2017 is closing its chapter. How was it for you?

For a home Mum, it was probably another great year of watching the kids grow, learn and mature. This year, I seem to have struggled much more with sibling rivalry. There were countless fights and conflicts between the older two. I've no idea what is happening, all the tiffs are driving me up to the wall. Friends and experienced parents often tell me it's only natural! But it's a whole new story when you see and spend time with the kids the moment they are off school and unite with each other. You see through every breeze to storm.

Not that I expect some perfect harmony, but it just gets too crazy when I witness their zero tolerance towards each other. In midst, I've mastered the art of ignorance. Ignore the little things, ignore the slightest annoyance, give them time to resolve before intervention, take privileges away and even go on individual dates. Tolerance is futile, it didn't get me much rewards. This sibling rivalry can get so intense that I often feel too much time is spent negotiating, breaking up fights and disciplining. It's time wasted which can be used for other quality matters.

I recalled they were easier when younger. Maybe, it was the addition of another sibling, which possibly means less time with them. And honestly, I've been trying really hard to balance and rope the man in, to mend the gaps. Yet there's just this much we can do.


As I look back the year, life with 3 kids had been excitingly challenging. Families with 4 or more kids, I wonder how their zone is like. I struggled with coping, I struggled to give each child attention and somehow, the least understanding youngest usually wins the battle of time. It is however with consensus that he being the cutest, gets the sweetest deal.

As a home Mum, I've no career goals, I've no salary or bonus to look forward to, I can only continue working in my called role of teaching the kids best values, build memorable and beautiful childhood for as long as I can. For the man, as much as I can give him the peace of mind at work.

I do have fears, I fear that their maturity outgrows my thoughts some day, I fear that their independence draws them too quickly away from me, and I fear they do not grow up the way I had wanted them to. The hard truth is, our kids will really have to leave our nest to build their own families. What will become of me and my gradually empty nest?!

In the new year, I will have to continue making peace and do my best in refereeing sibling conflicts. I strive for a better routine and a greater balance. With the youngest turning two next year, it will be a whole new excitement. I've never thought it gets easier because sending him to school is far from thought, I'm only bracing myself for more busy times ahead. 

Number 2, Jare is hopping onto primary 1 next year! A mixed of feelings I get again, the sea of emotions that I struggle with having a kid out of preschool. But yay! To the savings we get from fees. Mainstream primary school is so much more affordable, won't you agree?!! 

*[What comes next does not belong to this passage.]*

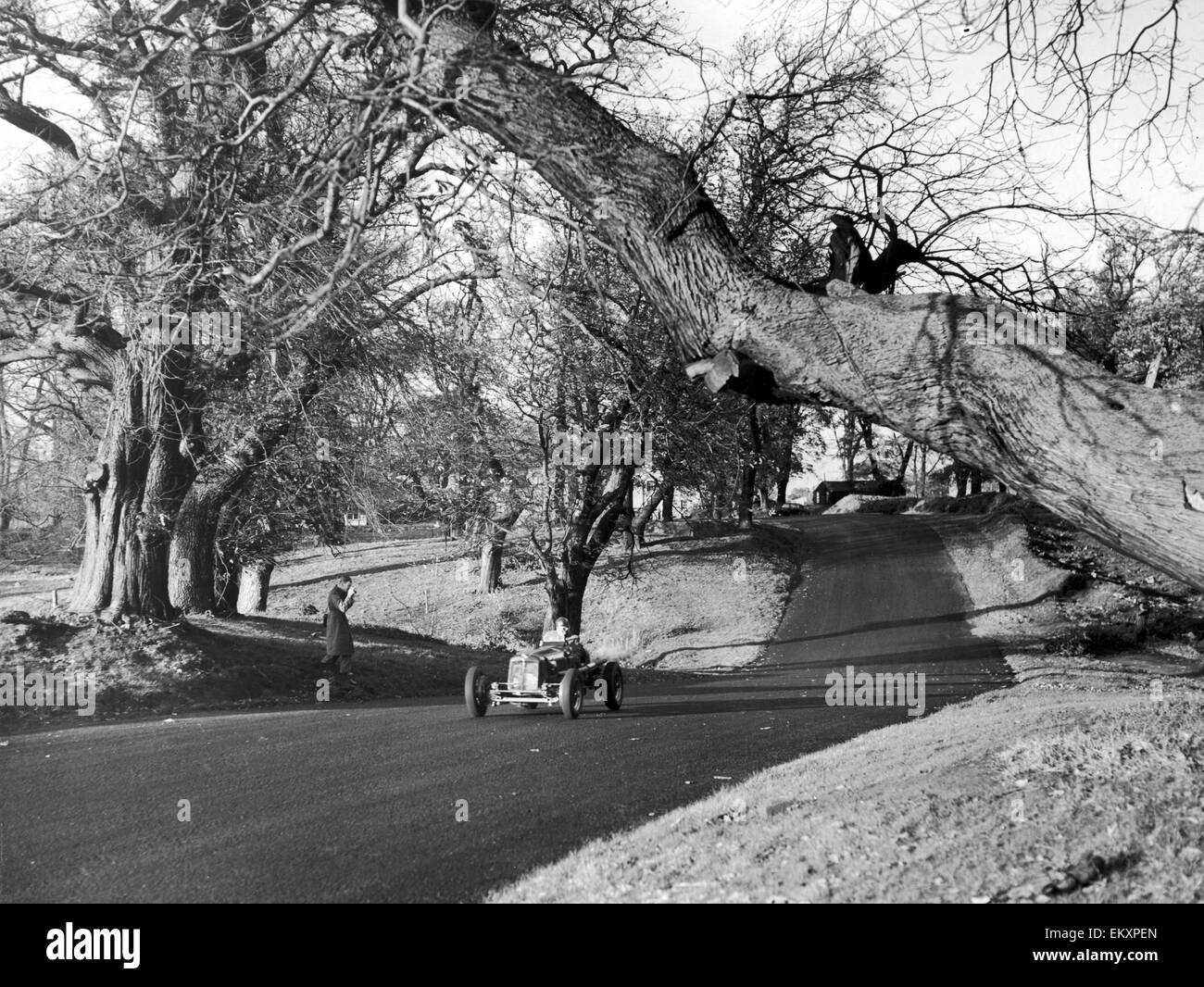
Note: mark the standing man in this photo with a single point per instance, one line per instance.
(340, 646)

Sometimes the kids are more ready than we are. Though I felt so much lack in getting him ready for P1, the anxious me has mellowed much with this being our second. I just had to be reminded on our ways of easing into P1 for big sister.

The eldest, Jazz is stepping into P3 next year. I will have to say I'm more anxious about that. Still holding back to our no academic enrichment route, I hope she will be able to cope with tougher syllabus, and with the addition of Science. It's impossible to say they learn through play at this age, but igniting the hunger for learning is one great way to inspire.


Year of 2017 wasn't like a bed of roses. Bad things and Good things make up the year. It is always easy to be Thankful for beautiful things, but tough trying to see beauty out of the bad. Over dwelling in the bad doesn't make us any better. In times of tears and in the very congested mind, I look at family with a different perspective. The moments of family presence, hugs, kisses and cuddles are just so magical! It melts woes almost instantly.

Thankful that we are all moving onto another new year! Not so much about the aging, but proclaiming the glorious and better days ahead! 

This is my story to share. I hope your year has been well and may it get even better in the many more years ahead. Have a Blessed New Year!